Advances in machine learning, especially neural networks like CNNs, have revolutionised automated image analysis. Despite this, most existing AI models focus on disease classification rather than precise phenotypic measurement, which breeders need for disease severity assessment and QTL mapping. Moreover, further research is needed in the direction of AI-based segmentation models to accurately phenotype diseases such as Rhynchosporium leaf spot or Ramularia leaf spot.

This project aims to develop adaptable, open-source, AI-driven methods for image-based phenotyping of leaf diseases in barley. Focusing on diseases such as Brown rust and Ramularia leaf spot; the project will apply AI to accurately measure disease severity, essential for breeding resistant crops. In the third year, the methods will be validated for Rhynchosporium leaf spot.
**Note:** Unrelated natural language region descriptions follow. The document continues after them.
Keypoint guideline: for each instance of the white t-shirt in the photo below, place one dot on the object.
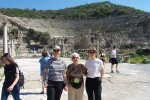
(94, 67)
(113, 54)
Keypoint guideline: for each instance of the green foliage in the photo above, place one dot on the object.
(42, 38)
(128, 46)
(13, 34)
(135, 58)
(94, 10)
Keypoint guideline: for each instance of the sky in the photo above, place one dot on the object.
(61, 4)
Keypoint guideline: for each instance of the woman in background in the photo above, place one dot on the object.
(11, 73)
(94, 76)
(75, 81)
(102, 56)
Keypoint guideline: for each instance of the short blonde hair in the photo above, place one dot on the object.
(75, 55)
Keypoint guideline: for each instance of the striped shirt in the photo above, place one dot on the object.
(56, 68)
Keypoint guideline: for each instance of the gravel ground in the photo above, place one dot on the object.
(133, 82)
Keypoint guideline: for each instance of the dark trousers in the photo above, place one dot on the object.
(15, 92)
(54, 90)
(93, 88)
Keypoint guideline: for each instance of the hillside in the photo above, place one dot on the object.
(109, 23)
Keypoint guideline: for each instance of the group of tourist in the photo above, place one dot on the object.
(56, 76)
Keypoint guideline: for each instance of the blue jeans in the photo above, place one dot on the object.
(15, 92)
(93, 85)
(54, 90)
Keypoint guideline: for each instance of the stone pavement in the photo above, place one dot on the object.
(30, 68)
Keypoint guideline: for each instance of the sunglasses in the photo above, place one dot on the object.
(91, 52)
(75, 57)
(56, 50)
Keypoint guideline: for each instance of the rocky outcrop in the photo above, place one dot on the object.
(109, 31)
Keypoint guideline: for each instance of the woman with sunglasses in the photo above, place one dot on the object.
(11, 73)
(95, 73)
(75, 73)
(56, 68)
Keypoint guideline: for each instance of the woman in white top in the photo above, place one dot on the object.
(95, 73)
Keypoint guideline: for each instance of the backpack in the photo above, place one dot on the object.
(21, 80)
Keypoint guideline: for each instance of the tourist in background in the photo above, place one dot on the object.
(95, 73)
(114, 60)
(75, 81)
(56, 76)
(11, 72)
(102, 56)
(43, 62)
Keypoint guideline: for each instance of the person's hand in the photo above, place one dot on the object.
(9, 89)
(66, 88)
(45, 84)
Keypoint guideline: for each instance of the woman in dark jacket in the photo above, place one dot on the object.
(11, 73)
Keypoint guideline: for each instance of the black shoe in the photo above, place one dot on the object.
(112, 71)
(117, 71)
(42, 92)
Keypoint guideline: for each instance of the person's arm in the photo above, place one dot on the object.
(65, 81)
(102, 72)
(14, 83)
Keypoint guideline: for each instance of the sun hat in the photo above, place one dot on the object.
(75, 55)
(57, 47)
(92, 48)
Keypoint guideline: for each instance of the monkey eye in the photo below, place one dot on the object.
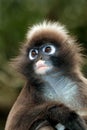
(49, 49)
(33, 54)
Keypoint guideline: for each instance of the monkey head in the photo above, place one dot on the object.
(48, 48)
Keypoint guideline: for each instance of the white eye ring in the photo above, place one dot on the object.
(33, 54)
(49, 49)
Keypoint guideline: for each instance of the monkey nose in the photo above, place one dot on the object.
(40, 58)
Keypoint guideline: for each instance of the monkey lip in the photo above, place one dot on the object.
(42, 67)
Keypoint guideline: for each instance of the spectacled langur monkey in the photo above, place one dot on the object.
(55, 94)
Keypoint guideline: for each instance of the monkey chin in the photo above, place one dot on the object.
(43, 70)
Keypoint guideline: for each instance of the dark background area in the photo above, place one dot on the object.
(15, 18)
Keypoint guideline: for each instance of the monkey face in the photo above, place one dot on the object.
(41, 56)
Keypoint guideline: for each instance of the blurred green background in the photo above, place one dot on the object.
(15, 18)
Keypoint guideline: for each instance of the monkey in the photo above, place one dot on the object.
(54, 96)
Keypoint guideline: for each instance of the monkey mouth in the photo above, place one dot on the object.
(42, 69)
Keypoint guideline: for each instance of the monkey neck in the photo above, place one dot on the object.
(61, 88)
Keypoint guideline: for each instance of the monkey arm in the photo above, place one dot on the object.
(50, 112)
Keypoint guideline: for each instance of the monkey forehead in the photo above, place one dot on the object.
(49, 30)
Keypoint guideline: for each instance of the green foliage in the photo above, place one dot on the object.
(15, 18)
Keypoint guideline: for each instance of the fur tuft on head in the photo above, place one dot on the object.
(47, 30)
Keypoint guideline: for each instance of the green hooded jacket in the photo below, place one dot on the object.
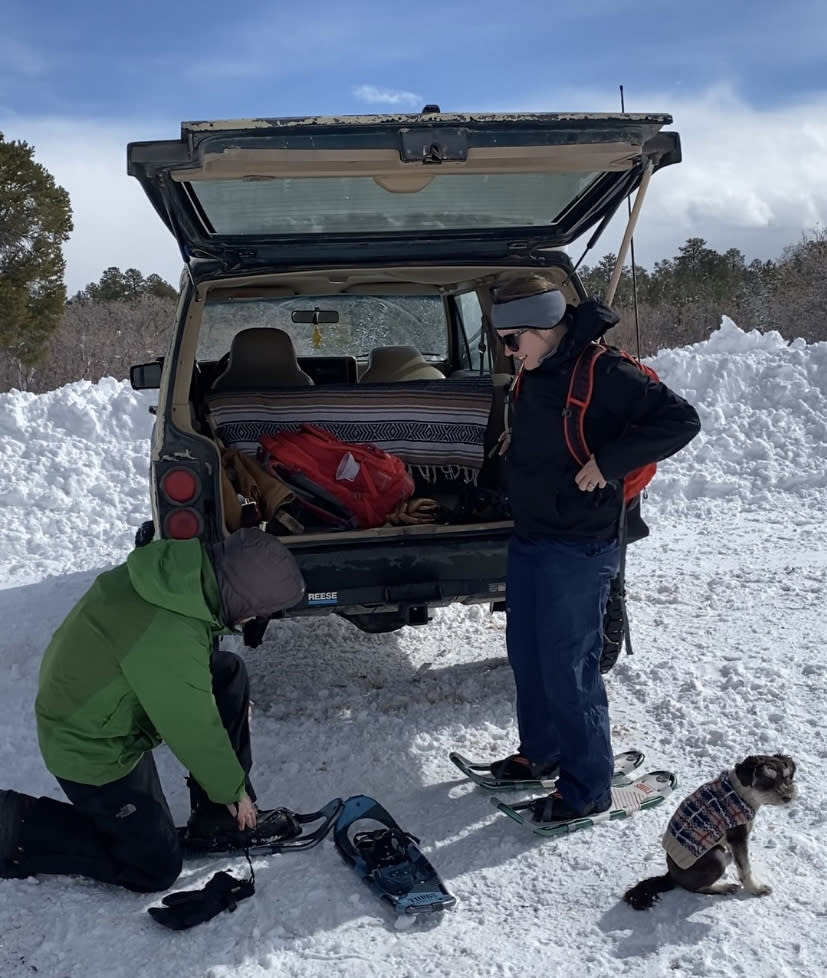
(129, 667)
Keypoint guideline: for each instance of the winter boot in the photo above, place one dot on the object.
(213, 827)
(12, 808)
(515, 767)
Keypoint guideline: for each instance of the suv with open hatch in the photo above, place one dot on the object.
(338, 273)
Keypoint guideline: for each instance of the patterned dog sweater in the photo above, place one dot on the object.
(703, 818)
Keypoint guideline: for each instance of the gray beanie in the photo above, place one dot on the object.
(257, 576)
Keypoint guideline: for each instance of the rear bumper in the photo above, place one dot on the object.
(393, 575)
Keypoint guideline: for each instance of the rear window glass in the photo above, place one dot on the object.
(357, 205)
(363, 323)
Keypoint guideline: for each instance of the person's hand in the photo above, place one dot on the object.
(590, 477)
(245, 812)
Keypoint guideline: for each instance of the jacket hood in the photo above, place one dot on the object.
(169, 574)
(586, 322)
(257, 576)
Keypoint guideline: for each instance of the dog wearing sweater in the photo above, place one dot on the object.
(711, 828)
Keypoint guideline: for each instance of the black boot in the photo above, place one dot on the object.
(212, 827)
(13, 806)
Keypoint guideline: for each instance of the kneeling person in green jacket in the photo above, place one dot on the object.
(135, 663)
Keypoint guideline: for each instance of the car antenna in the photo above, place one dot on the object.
(632, 254)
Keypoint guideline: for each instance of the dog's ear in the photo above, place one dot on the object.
(788, 767)
(745, 770)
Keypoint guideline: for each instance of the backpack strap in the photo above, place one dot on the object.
(578, 398)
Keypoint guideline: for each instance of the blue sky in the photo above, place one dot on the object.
(746, 83)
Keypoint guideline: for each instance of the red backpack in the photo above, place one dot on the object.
(578, 399)
(364, 481)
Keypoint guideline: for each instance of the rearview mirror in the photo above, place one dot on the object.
(146, 376)
(315, 316)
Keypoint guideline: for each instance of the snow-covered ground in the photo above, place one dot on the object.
(727, 600)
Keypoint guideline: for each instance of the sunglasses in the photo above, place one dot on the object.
(511, 341)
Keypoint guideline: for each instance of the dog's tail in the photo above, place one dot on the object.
(646, 893)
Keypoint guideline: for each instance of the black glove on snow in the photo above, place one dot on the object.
(190, 907)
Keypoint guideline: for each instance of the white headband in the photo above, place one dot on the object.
(541, 311)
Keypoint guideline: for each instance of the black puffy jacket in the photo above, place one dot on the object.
(631, 420)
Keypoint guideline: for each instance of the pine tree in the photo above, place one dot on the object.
(35, 222)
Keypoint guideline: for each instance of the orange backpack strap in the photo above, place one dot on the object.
(581, 388)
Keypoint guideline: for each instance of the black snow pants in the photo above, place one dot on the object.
(123, 832)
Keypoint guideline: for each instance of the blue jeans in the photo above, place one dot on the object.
(556, 593)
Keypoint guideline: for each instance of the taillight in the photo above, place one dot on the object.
(180, 485)
(183, 524)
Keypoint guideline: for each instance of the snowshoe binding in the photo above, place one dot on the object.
(388, 859)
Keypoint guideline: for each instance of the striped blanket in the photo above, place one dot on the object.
(435, 426)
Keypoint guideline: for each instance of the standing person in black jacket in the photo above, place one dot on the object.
(564, 550)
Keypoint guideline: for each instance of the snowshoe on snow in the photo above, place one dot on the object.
(388, 859)
(481, 774)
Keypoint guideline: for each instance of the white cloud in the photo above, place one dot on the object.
(751, 179)
(386, 96)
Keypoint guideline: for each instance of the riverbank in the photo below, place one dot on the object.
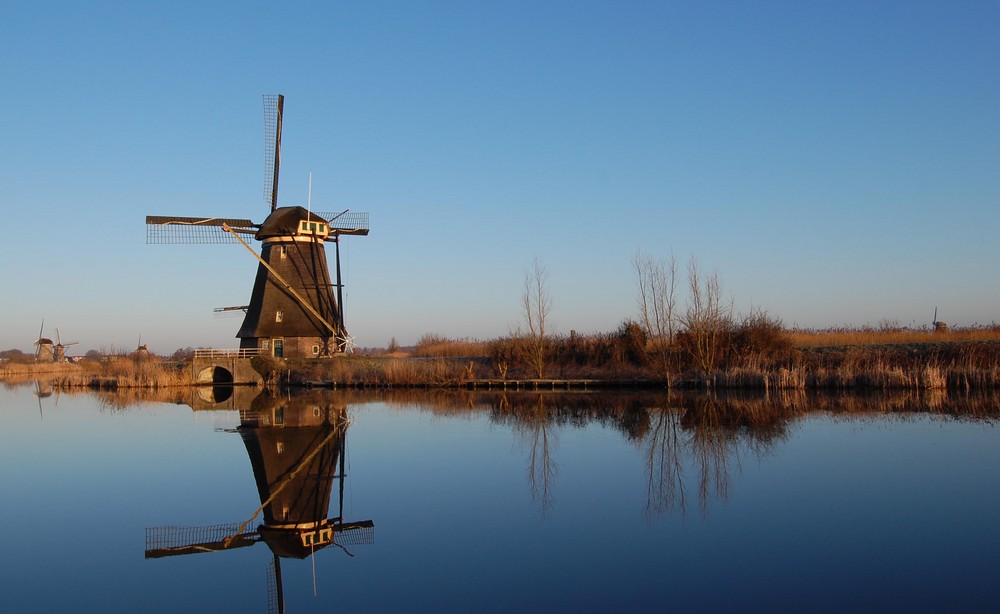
(901, 366)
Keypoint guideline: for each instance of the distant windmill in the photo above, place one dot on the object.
(939, 327)
(59, 349)
(43, 347)
(293, 311)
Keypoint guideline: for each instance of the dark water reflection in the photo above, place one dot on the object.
(500, 501)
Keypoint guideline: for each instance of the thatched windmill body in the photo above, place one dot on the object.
(44, 348)
(293, 309)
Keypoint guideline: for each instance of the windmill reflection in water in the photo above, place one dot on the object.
(296, 446)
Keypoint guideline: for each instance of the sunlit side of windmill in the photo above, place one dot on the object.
(46, 351)
(293, 310)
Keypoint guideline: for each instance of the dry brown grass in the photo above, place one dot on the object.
(111, 373)
(835, 337)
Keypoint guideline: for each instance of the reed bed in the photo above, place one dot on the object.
(109, 374)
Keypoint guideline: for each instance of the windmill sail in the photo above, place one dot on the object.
(346, 222)
(163, 229)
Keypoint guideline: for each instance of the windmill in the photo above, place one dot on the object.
(297, 449)
(293, 310)
(59, 349)
(43, 347)
(939, 327)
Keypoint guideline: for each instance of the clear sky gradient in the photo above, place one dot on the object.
(836, 163)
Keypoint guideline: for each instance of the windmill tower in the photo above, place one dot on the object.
(59, 349)
(294, 311)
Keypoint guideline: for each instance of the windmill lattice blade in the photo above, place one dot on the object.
(174, 229)
(174, 541)
(273, 110)
(347, 222)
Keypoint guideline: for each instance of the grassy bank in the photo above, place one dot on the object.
(107, 374)
(758, 355)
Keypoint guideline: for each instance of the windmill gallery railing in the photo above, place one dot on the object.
(226, 353)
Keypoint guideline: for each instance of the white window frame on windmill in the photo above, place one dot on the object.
(313, 228)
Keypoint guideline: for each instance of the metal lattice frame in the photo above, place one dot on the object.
(173, 229)
(173, 537)
(271, 127)
(348, 222)
(355, 536)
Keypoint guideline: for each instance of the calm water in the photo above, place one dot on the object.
(499, 503)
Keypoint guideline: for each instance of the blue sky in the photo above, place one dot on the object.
(836, 163)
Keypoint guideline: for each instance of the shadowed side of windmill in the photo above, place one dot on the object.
(296, 446)
(295, 309)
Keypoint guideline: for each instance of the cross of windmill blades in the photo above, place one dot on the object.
(292, 305)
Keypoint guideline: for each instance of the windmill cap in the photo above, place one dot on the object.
(284, 221)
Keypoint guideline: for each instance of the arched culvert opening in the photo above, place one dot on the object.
(215, 375)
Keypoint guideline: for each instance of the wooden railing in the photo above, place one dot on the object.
(226, 353)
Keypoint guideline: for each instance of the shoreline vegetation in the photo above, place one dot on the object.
(758, 353)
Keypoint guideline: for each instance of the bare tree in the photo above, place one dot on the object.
(537, 304)
(657, 281)
(707, 321)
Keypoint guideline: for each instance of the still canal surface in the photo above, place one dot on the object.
(446, 502)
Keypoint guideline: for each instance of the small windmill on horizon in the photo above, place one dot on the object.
(293, 311)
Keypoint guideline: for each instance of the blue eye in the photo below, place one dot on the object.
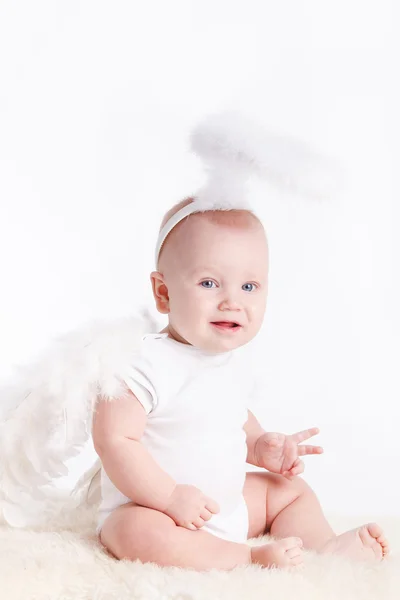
(248, 287)
(207, 283)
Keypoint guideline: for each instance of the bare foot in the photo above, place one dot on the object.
(282, 553)
(366, 543)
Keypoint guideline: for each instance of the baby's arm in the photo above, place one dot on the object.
(117, 428)
(253, 432)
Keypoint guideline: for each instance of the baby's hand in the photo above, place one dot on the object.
(280, 453)
(189, 507)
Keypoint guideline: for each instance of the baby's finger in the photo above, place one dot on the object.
(301, 436)
(297, 468)
(198, 523)
(305, 449)
(290, 458)
(212, 506)
(205, 514)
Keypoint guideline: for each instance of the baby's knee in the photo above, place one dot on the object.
(141, 534)
(301, 486)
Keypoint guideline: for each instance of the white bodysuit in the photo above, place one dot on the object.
(196, 406)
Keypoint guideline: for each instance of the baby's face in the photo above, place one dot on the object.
(215, 280)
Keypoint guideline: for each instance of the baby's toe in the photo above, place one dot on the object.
(370, 536)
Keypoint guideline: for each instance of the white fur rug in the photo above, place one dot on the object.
(67, 563)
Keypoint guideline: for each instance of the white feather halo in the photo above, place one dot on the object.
(233, 147)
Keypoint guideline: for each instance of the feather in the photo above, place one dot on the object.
(46, 417)
(233, 147)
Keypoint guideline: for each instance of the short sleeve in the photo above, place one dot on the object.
(139, 378)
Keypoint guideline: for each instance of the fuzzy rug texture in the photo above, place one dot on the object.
(66, 562)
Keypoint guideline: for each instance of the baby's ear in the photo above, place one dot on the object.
(160, 292)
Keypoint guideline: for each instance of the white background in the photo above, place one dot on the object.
(97, 100)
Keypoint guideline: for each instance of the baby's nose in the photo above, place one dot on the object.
(229, 304)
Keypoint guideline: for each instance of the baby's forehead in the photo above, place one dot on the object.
(211, 237)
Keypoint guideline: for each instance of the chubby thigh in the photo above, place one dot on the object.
(136, 532)
(266, 495)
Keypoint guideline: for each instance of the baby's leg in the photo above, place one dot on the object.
(285, 507)
(135, 532)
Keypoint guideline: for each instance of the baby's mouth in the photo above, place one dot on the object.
(226, 325)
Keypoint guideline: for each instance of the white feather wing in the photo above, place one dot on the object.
(46, 417)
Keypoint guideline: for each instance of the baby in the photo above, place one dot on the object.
(174, 449)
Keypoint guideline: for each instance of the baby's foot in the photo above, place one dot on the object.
(282, 553)
(366, 543)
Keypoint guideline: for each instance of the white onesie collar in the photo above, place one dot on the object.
(188, 349)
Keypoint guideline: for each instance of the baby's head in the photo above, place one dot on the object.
(212, 278)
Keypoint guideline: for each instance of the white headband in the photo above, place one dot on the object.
(194, 207)
(233, 147)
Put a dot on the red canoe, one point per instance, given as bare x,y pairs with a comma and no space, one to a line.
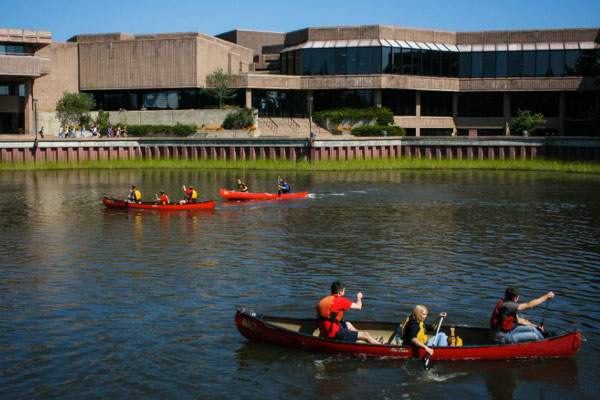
233,195
302,333
205,205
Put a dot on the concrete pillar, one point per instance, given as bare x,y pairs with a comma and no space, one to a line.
28,110
249,98
561,114
377,97
418,112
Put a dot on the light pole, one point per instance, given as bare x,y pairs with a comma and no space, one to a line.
35,117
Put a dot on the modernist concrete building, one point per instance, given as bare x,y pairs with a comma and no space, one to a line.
435,82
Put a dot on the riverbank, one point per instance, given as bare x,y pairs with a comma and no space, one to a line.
538,164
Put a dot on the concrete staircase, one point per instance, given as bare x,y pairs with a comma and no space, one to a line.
289,127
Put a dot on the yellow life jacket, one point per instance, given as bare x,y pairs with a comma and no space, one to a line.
421,335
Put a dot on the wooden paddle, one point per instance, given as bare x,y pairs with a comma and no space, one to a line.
434,342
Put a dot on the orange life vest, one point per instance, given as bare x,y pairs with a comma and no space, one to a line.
324,312
507,324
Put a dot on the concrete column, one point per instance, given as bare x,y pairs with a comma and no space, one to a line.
561,114
506,112
377,97
28,111
249,98
418,112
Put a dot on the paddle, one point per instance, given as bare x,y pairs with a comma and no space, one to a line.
544,316
434,341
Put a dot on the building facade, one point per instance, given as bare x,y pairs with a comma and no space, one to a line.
437,83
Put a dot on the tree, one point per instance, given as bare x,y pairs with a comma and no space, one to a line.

The project will also create a browser-based dashboard for breeders to analyse their image data. By enhancing phenotyping accuracy through AI, this research will contribute to the accelerated development of disease-resistant crops, aligning with the global push for sustainable agriculture.

Project Information

Project title : Accurate AI-based phenotyping of climate stress-related leaf diseases for more efficient resistance breeding (KI-Planet)

Funding : The project is supported by funds of the Bavarian State Ministry of Science and Arts.